Half of the townsfolk left that first day,
but she knew such a thing was a possibility and the Collective was
ready. Their enchanters made quick work of altering the memories of
those leaving so that they no longer recalled Alia’s announcement
or had any inkling that there might be magicians in their midst.
Then more decided to leave not long after even as more magicians
trickled into Wolfsbane of their own accord and once the magicians
outnumbered the non-magic users the rest of the original townsfolk
left the town altogether. It was a blow to Alia’s ego as a ruler.

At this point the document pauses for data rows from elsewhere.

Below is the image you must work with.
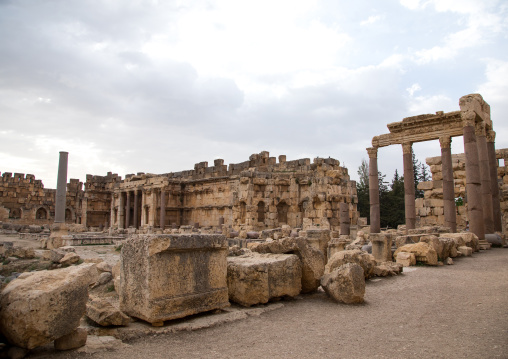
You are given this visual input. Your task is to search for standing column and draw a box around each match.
[402,142,416,232]
[439,136,457,233]
[461,111,485,240]
[339,202,350,236]
[55,151,69,223]
[109,193,116,227]
[367,147,381,233]
[475,122,494,233]
[487,130,503,232]
[125,191,131,228]
[160,188,166,230]
[133,189,139,229]
[118,192,125,228]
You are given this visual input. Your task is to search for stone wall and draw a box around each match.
[111,151,358,230]
[415,149,508,232]
[0,172,83,225]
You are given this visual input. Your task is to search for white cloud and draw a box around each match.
[360,15,384,26]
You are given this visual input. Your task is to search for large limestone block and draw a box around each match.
[0,263,97,349]
[251,237,325,293]
[119,234,229,325]
[325,249,376,278]
[86,298,130,327]
[443,232,480,252]
[227,253,302,306]
[321,263,365,304]
[393,242,437,265]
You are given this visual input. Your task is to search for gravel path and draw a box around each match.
[44,249,508,359]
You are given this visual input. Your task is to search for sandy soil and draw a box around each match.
[23,249,508,359]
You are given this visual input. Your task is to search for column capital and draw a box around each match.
[474,122,487,136]
[460,111,476,127]
[402,142,413,155]
[487,130,496,142]
[367,147,377,158]
[439,136,452,148]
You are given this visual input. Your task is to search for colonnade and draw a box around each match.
[111,188,173,229]
[367,115,502,239]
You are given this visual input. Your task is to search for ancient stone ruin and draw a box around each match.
[0,95,508,357]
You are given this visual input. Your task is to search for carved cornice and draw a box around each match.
[402,142,413,155]
[439,136,452,149]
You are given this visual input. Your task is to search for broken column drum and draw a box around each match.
[119,235,229,325]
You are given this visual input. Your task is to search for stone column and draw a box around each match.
[55,151,69,223]
[367,147,381,233]
[475,122,494,233]
[402,142,416,231]
[125,191,131,228]
[339,202,350,236]
[439,136,457,233]
[133,189,139,229]
[160,188,166,230]
[461,110,485,240]
[487,130,503,232]
[118,192,125,228]
[109,193,116,228]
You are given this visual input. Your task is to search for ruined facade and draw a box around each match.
[367,94,502,240]
[416,148,508,233]
[0,151,359,231]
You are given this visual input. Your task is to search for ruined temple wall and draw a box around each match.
[415,149,508,232]
[0,172,83,225]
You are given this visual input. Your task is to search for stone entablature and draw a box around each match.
[416,148,508,233]
[111,151,358,230]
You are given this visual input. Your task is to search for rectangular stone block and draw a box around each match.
[227,253,302,306]
[119,234,229,325]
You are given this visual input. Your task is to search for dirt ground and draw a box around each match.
[18,242,508,359]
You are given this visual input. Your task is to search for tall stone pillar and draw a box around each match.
[475,122,494,233]
[133,189,139,229]
[118,192,126,228]
[487,130,503,232]
[125,191,131,228]
[402,142,416,231]
[160,188,166,230]
[55,151,69,223]
[339,202,351,236]
[367,147,381,233]
[439,136,457,233]
[461,110,485,240]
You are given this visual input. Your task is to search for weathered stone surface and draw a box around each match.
[420,235,455,261]
[86,298,131,327]
[0,264,97,349]
[396,252,416,267]
[54,328,88,350]
[119,234,229,324]
[457,246,473,257]
[325,249,376,278]
[372,262,403,277]
[60,252,80,265]
[393,242,437,265]
[227,253,302,306]
[251,237,325,293]
[321,263,365,304]
[369,233,392,262]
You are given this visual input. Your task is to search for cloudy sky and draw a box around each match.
[0,0,508,188]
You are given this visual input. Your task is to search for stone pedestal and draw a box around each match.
[119,234,229,325]
[369,233,392,262]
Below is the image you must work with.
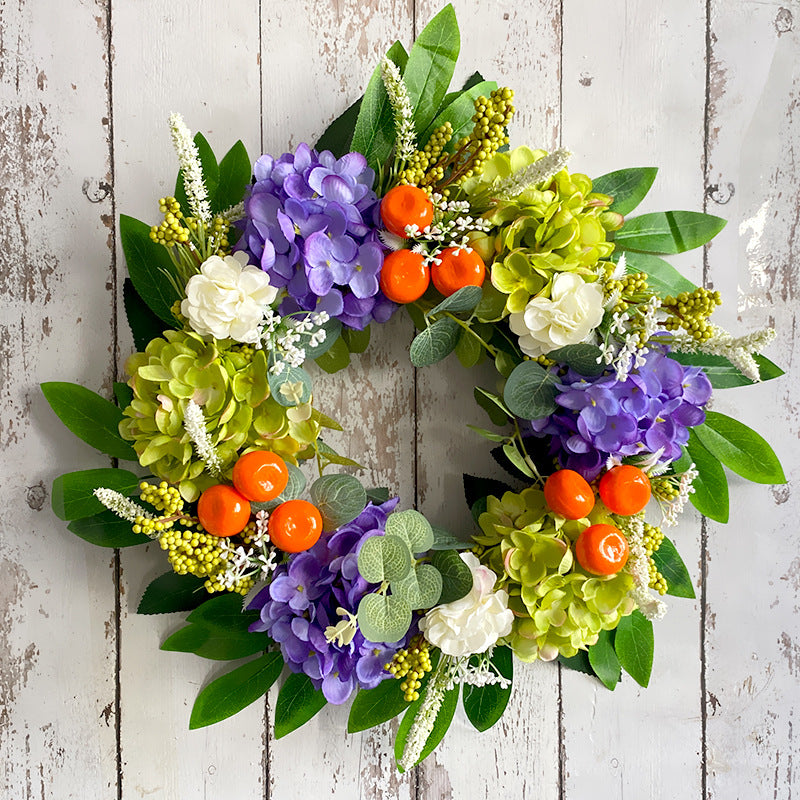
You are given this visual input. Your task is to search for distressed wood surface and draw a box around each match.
[0,0,800,800]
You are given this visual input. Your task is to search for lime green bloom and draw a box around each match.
[120,331,319,501]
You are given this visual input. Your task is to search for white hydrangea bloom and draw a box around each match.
[419,553,514,656]
[181,253,278,344]
[509,272,603,358]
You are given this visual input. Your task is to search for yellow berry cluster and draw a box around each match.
[384,634,433,703]
[150,197,189,247]
[661,286,722,342]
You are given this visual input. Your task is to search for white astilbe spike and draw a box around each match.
[381,57,417,161]
[492,147,572,200]
[94,486,153,522]
[183,400,222,479]
[169,112,211,225]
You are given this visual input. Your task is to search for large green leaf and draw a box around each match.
[614,211,726,254]
[350,42,408,171]
[42,381,137,461]
[275,672,328,739]
[119,214,180,328]
[592,167,658,214]
[694,411,786,484]
[189,653,283,730]
[403,4,461,136]
[52,468,139,520]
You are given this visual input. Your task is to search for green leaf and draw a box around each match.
[275,672,328,739]
[350,42,408,171]
[614,611,654,687]
[547,344,606,377]
[67,510,150,547]
[431,550,472,605]
[358,534,413,580]
[52,469,139,520]
[42,381,137,461]
[358,592,411,644]
[314,97,363,158]
[686,429,729,523]
[386,509,433,553]
[119,214,180,328]
[136,572,208,614]
[589,631,621,692]
[122,278,168,353]
[503,361,557,419]
[211,139,253,213]
[693,411,786,484]
[403,4,461,136]
[394,685,461,772]
[189,653,283,730]
[592,167,658,214]
[419,81,497,152]
[614,211,726,255]
[653,536,695,600]
[408,317,461,367]
[462,647,514,732]
[347,678,408,733]
[311,475,367,531]
[426,286,483,317]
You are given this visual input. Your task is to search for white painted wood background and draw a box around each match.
[0,0,800,800]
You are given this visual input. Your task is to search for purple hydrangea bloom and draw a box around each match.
[237,144,397,330]
[248,498,411,704]
[530,350,711,480]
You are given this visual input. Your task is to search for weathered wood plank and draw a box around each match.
[0,0,117,800]
[704,0,800,800]
[562,0,705,798]
[417,0,560,800]
[112,0,265,800]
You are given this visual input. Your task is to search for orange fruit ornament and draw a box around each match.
[597,464,652,517]
[544,469,594,519]
[267,500,322,553]
[575,524,629,575]
[233,450,289,503]
[381,186,433,239]
[197,483,250,537]
[381,250,431,303]
[431,247,486,297]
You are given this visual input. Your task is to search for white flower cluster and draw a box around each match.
[381,57,417,161]
[169,113,211,225]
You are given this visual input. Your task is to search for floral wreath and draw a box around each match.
[42,6,785,770]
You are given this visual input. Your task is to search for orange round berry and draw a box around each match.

She had done everything right. She used her magic to help them and
protect them, but it was all for nothing. It was the rightful place
for magicians to rule over the “lessers,” but that did not mean
that they had to be cruel. It was a natural fact of the world that
those with power rose above those without. Whether that power was a
keen intellect, a warrior’s battle prowess, or magic it should have
made no difference as long as the people felt protected.

If they had stayed it would have meant
something. It would have meant that an eventual peace could be
reached and maybe her own daughter could grow up in a world where
she would not be hated for simply being born. She did not want
Avelice to have to fight as she had. Gods willing Avelice would
never need to know what it felt like to kill a man, nor ever grow
so detached that she took pleasure in the act as Alia once did.